By Jude Atupulazi
For those believing that space exploration started with the White men, perhaps a little piece of history right here in Nnokwa, a community in Idemili South Local Government Area of Anambra State, will provide them with a whole new perspective. That perspective is that the first spacemen were not only Africans or Nigerians, but Nnokwa people, right here in Anambra State!
This fact is contained in a book written by Mr Obioma Joseph Uchendu (JP), a Deputy Director in the National Orientation Agency, NOA, and a native of Nnokwa.
On Saturday, December 14, lovers of history gathered at Nnokwa Civic Centre to witness the launch of a Book, ''The Early Spacemen of Nigeria'', authored by Uchendu.
The book tells the story of the feat of some young men of the town many many years ago, who, desirous of going beyond their immediate space, attempted to go to the moon which they thought to be a sort of animal.
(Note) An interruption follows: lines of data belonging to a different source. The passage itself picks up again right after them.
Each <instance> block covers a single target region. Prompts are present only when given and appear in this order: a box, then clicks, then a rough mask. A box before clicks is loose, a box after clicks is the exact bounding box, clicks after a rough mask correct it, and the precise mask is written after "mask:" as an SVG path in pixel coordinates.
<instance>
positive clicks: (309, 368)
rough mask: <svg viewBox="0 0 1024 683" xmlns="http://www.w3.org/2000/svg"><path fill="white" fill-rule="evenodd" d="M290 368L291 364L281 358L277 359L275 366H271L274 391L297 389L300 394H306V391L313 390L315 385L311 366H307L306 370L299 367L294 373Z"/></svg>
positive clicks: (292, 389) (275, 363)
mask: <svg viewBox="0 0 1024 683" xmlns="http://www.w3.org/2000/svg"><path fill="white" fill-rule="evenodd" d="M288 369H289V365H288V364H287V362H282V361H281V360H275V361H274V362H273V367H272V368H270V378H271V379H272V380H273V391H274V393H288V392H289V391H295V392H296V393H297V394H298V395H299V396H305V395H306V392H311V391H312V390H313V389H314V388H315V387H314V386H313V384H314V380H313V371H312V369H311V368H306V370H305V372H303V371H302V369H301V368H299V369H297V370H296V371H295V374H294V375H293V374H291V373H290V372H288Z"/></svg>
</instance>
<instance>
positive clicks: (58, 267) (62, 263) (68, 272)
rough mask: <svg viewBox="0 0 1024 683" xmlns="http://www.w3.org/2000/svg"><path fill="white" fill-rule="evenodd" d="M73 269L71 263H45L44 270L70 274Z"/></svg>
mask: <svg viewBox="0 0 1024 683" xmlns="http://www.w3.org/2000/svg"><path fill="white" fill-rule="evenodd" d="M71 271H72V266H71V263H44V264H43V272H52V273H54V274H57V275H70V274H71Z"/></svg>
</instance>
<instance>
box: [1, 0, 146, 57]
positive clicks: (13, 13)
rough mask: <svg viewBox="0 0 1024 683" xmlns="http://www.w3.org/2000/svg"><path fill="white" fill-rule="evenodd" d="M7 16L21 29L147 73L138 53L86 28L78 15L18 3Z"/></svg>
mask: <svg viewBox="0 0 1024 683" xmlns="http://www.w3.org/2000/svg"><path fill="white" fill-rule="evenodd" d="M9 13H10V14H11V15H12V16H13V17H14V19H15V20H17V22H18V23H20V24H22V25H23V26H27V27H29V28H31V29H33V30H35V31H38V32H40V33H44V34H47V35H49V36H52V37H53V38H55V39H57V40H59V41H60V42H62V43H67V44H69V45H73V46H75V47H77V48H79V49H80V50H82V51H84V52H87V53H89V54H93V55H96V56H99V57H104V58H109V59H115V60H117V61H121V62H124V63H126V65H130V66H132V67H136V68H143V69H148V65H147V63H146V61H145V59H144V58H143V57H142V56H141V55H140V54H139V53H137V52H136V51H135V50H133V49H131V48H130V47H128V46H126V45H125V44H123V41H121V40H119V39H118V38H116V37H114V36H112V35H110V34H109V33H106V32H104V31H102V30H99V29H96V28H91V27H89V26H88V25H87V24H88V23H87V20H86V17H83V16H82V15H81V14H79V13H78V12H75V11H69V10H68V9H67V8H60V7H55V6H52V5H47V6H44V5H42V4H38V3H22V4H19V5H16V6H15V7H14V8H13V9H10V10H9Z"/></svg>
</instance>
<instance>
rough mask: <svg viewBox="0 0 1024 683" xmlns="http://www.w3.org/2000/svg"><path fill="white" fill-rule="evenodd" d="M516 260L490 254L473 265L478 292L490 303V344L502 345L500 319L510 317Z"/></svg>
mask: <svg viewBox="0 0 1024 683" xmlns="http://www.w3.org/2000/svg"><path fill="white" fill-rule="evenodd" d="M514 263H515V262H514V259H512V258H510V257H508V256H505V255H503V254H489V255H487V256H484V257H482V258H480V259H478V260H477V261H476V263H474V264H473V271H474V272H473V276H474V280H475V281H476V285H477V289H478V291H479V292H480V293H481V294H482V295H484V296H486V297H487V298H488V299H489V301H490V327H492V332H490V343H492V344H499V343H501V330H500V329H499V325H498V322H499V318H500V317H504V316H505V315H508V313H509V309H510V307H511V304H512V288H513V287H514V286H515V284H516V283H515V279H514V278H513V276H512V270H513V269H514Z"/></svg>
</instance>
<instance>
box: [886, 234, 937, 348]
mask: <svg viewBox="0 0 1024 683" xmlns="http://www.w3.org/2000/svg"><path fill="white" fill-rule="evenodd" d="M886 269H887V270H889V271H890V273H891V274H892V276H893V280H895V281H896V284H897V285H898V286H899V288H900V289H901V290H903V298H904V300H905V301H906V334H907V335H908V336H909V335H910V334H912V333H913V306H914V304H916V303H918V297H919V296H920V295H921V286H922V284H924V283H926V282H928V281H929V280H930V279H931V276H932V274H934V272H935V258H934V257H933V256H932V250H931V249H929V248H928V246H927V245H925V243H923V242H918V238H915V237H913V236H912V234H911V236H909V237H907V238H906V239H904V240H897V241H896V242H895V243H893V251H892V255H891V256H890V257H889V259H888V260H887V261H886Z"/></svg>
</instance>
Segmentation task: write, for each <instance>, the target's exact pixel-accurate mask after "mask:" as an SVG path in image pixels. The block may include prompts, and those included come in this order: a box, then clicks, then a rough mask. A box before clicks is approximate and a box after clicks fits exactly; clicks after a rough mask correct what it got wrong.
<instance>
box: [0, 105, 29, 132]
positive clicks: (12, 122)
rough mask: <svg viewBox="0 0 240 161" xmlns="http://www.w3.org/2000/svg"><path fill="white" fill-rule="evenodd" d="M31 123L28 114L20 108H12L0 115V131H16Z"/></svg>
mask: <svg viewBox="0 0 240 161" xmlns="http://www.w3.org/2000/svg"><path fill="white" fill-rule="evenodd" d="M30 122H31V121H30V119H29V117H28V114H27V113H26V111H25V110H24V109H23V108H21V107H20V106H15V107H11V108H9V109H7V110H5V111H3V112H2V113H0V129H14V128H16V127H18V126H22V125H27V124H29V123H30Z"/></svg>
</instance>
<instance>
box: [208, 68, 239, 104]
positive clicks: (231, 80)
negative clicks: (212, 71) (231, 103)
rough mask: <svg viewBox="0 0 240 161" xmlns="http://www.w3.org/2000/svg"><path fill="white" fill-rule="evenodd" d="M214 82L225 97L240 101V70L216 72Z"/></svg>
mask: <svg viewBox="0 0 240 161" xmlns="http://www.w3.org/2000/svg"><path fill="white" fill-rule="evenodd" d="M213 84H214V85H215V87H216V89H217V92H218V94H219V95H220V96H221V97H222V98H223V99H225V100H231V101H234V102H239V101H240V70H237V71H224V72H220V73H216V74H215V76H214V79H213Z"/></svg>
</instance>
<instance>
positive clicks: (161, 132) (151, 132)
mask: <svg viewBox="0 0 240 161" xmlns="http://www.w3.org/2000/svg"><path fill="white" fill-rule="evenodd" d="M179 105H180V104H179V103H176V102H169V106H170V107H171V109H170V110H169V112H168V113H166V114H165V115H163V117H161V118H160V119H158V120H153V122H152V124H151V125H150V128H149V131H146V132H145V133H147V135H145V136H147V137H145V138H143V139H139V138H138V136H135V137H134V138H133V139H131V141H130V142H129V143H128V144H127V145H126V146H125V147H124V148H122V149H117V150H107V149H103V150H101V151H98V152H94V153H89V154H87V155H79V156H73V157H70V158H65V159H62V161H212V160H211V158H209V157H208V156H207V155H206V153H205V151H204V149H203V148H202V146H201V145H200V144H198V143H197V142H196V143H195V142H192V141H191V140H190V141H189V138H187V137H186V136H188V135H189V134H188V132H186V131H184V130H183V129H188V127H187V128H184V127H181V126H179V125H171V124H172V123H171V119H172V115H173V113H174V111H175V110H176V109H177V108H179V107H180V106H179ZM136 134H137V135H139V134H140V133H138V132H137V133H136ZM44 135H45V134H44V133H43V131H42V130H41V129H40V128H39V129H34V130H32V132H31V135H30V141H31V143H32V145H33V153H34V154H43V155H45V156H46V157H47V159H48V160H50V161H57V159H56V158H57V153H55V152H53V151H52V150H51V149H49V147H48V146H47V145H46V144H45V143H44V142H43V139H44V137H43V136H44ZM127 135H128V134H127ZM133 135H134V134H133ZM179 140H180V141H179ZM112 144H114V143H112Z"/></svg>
They planned to go there, capture it and bring it back triumphantly.
To achieve that, they came to a spot in a place called Isimgbede in Nnokwa. Chasing away the women around there, on a moonlit night, they climbed the tallest iroko tree at the place and from there, began to climb on each other in a bid to reach the moon and pluck it.
However, at a stage during the climb, the moon was said to have interrupted them by asking them what they were trying to do. The moon, apparently mad at their audacity to come and take it, was said to have shouted at them and ordered the ground to open and swallow the young astronauts.
This was how their quest to get to the moon ended. However, as a mark of reverence, the youths of the town decreed that no one should go to that site; that no one should go to the moon and that no one should climb on anyone's shoulders. But that was then.
Today, the author of the book in question is bent on unravelling the facts behind the aborted journey to space; even as he wants the site to be made into a kind of tourist attraction. He wrote the book by conducting extensive interviews with some elders of the town.
Speaking at the book launch, the author, Uchendu, said his people made inquiries about the moon, just as Galileo did. He urged the present society to learn from those young men on how to conquer the obstacles in their lives.
He believed that those young men were able to conquer their immediate needs and attempted to climb to the moon.
'Nigerians should see these young men as early scientists making inquiries,' Uchendu said, urging them to quest beyond their immediate environment and make sacrifices; not just looking for bread and butter.
The town, according to him, would have preferred to build a museum at the site with the N20m grant by the state government, but the state government rather preferred an event centre there which, it believed, would benefit more people.
The reviewer of the book, Prof Mrs Ifeyinwa Emejulu, of the Department of History and International Studies, Nnamdi Azikiwe University, Awka, said the title of the book easily elicited interest, as Nigeria was never connected with space travel.
She called on Nnokwa people to get archeologists to investigate the site where the event took place, especially at the site of the crater made by the fall of the young men. She believed such an investigation would go a long way in unravelling the mystery of the attempted space exploration.
She also called for functional labs for the preservation of artefacts, just as she noted that Africans had a world view and interpreted things the way they saw them.
She thanked the author for capturing information that would have been lost, as well as preserving the town's oral tradition.
Prof Emejulu said that archeological excavation of the site was long overdue, reiterating her belief that it would reveal a lot about the saga.
While unveiling the book, Dr Obiorah Chukwurah, expressed joy that the first attempt at space travel took place in Nnokwa, even without technological advancement.
The occasion was chaired by Chief Didactus Uchendu.